The @Inject annotation states that an object of the Booking type is to be injected using the constructor. The framework is capable of constructor injection (as in the example), method injection, and field injection, which means that Guice can use any annotated method, or can inject directly into an attribute:

@Inject String name;

Primitive types like int and char, as well as enums and quite general instances of any classes, are injectable elements.

The test scenario can be further simplified by doing away with the Planner module and its binding and stating a default binding in the interface, using the @ImplementedBy annotation:

@ImplementedBy(MockBooking.class)
public Interface Booking {
// methods
}

When the developer has modelled the dependencies, Guice can start work. It differentiates between initialization and runtime. When the application starts, bootstrapping begins with the injection of a root object. Guice does the rest by going through the dependency graph and performing all further injections recursively, carrying out validation to indicate any gaps or errors.

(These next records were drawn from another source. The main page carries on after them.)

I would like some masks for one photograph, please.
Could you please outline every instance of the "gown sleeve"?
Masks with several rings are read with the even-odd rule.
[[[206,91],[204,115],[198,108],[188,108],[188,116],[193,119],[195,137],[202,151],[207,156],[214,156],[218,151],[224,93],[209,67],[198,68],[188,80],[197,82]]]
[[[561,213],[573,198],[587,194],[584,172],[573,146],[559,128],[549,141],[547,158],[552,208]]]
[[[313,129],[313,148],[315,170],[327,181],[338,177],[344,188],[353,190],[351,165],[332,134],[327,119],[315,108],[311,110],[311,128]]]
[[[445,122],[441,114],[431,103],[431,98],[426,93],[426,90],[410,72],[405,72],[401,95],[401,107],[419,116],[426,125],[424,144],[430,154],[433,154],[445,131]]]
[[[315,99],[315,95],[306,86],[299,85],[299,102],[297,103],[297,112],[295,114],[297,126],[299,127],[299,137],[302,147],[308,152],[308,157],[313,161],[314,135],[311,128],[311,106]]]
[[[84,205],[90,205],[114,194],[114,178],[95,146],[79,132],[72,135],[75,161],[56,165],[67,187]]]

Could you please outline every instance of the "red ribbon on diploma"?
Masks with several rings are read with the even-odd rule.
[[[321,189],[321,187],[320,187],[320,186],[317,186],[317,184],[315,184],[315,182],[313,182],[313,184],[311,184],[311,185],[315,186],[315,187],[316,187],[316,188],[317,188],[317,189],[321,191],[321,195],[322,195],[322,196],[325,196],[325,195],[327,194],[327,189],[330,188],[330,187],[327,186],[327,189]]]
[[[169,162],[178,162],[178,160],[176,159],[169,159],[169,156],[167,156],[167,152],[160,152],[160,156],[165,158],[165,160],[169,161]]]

It's easy to use, as this example shows:

public class Holidayplanning {
public static void main(String[] args){
Injector injector = Guice.createInjector();
Planner planner = injector.getInstance (Planner.class);
// business logic
}
}

A provider, to provide instances of the registered class, is a part of every binding. In certain cases it may be wise, or necessary, for the programmer himself to generate objects, rather than leaving it to the default internal provider. If a third-party library is used, for example, it can't take an @Inject annotation, but the binding can be made using a custom provider. Custom providers also permit the integration of objects supplied via JNDI or JMX.